Hematometra and hematosalpinx as complications of advanced endometrial carcinoma

Case contributed by Radiopaedia admin
Diagnosis certain

Presentation

Patient presents to the Emergency Department with severe abdominopelvic pain, PV bleeding, vomiting and sepsis on a background of known endometrial carcinoma.

Patient Data

Age: 65 years
Gender: Female

The uterus is distended by the known endometrial carcinoma. There is also hematometra. 

A relatively low attenuation left adnexal lesion is evident and cannot be separated from the left fallopian tube (as best depicted on the coronal images). The lesion is dilated and tubular in shape and has the attenuation value of complex fluid (average HU 35). 

Overall appearances represent endometrial carcinoma complicated by hematometra and the development of left-sided hematosalpinx. 

Diffusely infiltrating endometrial tumor with invasion of the left lateral fundus, isthmus of the left fallopian tube and also the cervical stroma. 

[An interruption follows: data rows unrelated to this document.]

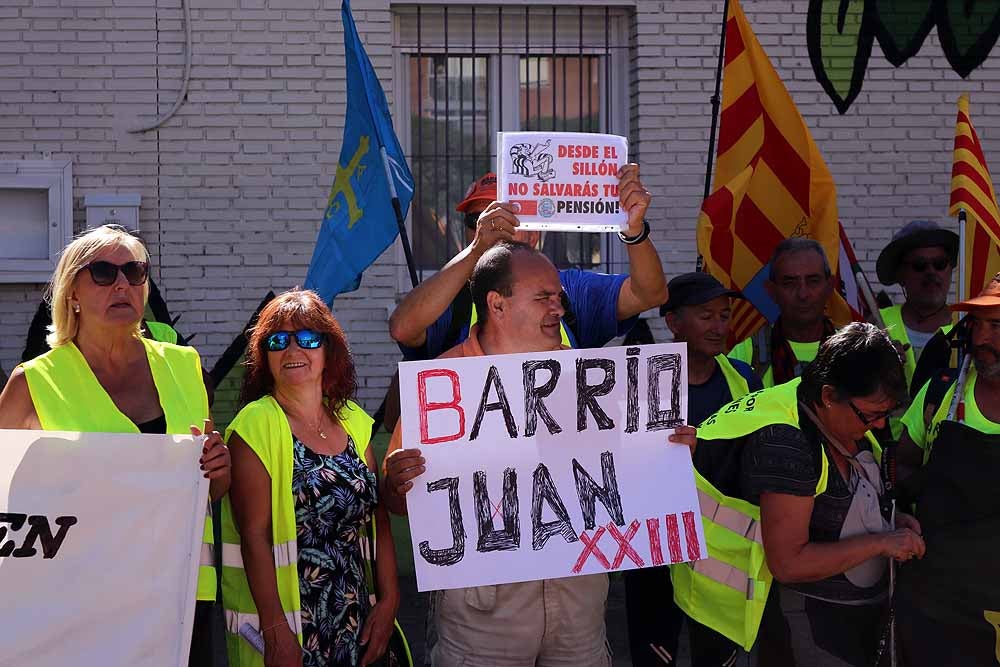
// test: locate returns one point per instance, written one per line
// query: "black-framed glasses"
(307, 339)
(868, 420)
(921, 264)
(106, 273)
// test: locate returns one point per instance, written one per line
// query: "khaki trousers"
(549, 623)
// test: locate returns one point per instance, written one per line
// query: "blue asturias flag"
(359, 222)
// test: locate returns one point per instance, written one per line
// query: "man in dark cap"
(920, 258)
(697, 313)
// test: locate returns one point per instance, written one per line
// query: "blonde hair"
(75, 256)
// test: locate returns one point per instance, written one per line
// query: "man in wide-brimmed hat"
(920, 258)
(948, 604)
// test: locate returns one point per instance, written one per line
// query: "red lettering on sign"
(655, 550)
(430, 406)
(691, 536)
(673, 539)
(590, 547)
(625, 545)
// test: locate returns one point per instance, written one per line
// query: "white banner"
(100, 541)
(565, 181)
(549, 465)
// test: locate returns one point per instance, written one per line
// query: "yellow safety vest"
(68, 397)
(738, 386)
(264, 427)
(727, 590)
(562, 327)
(892, 317)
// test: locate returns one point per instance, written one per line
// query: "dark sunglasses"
(921, 265)
(868, 420)
(106, 273)
(307, 339)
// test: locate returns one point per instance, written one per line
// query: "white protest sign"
(548, 465)
(565, 181)
(100, 542)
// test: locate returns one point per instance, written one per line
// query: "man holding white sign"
(554, 621)
(438, 313)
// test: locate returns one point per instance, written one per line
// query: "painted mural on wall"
(841, 33)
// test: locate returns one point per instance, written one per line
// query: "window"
(36, 218)
(467, 72)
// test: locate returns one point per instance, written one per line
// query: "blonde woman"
(102, 375)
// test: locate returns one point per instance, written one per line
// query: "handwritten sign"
(565, 181)
(549, 465)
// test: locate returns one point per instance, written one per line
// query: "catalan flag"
(770, 182)
(972, 191)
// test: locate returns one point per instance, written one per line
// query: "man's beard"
(986, 368)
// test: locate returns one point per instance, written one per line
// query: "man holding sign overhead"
(438, 313)
(516, 291)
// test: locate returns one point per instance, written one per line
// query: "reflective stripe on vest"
(563, 334)
(162, 332)
(284, 554)
(892, 317)
(263, 426)
(58, 378)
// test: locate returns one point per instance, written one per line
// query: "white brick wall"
(234, 186)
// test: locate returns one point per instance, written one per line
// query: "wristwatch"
(639, 238)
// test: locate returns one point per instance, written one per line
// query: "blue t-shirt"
(593, 297)
(705, 399)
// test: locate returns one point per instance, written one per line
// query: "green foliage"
(840, 34)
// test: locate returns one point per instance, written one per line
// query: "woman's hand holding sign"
(685, 435)
(401, 466)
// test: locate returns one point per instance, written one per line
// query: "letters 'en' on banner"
(563, 181)
(548, 465)
(100, 543)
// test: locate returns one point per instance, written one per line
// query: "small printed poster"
(563, 181)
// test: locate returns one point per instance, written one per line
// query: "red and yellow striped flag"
(972, 191)
(770, 182)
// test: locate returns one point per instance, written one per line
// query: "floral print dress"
(333, 497)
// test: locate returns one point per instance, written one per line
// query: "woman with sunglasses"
(103, 375)
(803, 454)
(304, 488)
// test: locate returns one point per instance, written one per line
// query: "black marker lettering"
(586, 395)
(502, 404)
(632, 398)
(588, 491)
(491, 539)
(544, 489)
(533, 405)
(456, 551)
(658, 419)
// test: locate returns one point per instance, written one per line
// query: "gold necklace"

Diffusely infiltrating endometrial tumor with invasion of the left lateral fundus, isthmus of the left fallopian tube and also the cervical stroma. Fibroids are also noted. 

Case Discussion

The patient had presented 3 months earlier with postmenopausal bleeding. Her staging scan showed a diffusely infiltrative endometrial tumor extending to the serosa at the left lateral fundus and invading the cervical stroma. Initial tumor staging was FIGO stage II. The patient was due to start palliative chemo-radiotherapy.

In the post-menopausal patient, hematometra develops in the setting of cervical stenosis usually caused by either normal aging, post-radiotherapy fibrosis or tumor involvement of the endometrium or cervix 1.  In this case, the friable endometrial tumor had infiltrated the uterine cervix. 

Hematosalpinx can be seen in untreated cervical stenosis where tumor debris and blood reflux from the uterus and distend the fallopian tube 2. In this case of advanced endometrial carcinoma, hematosalpinx developed due to tumor infiltration of the serosal layer of the left lateral fundus with involvement of the isthmus of the left fallopian tube.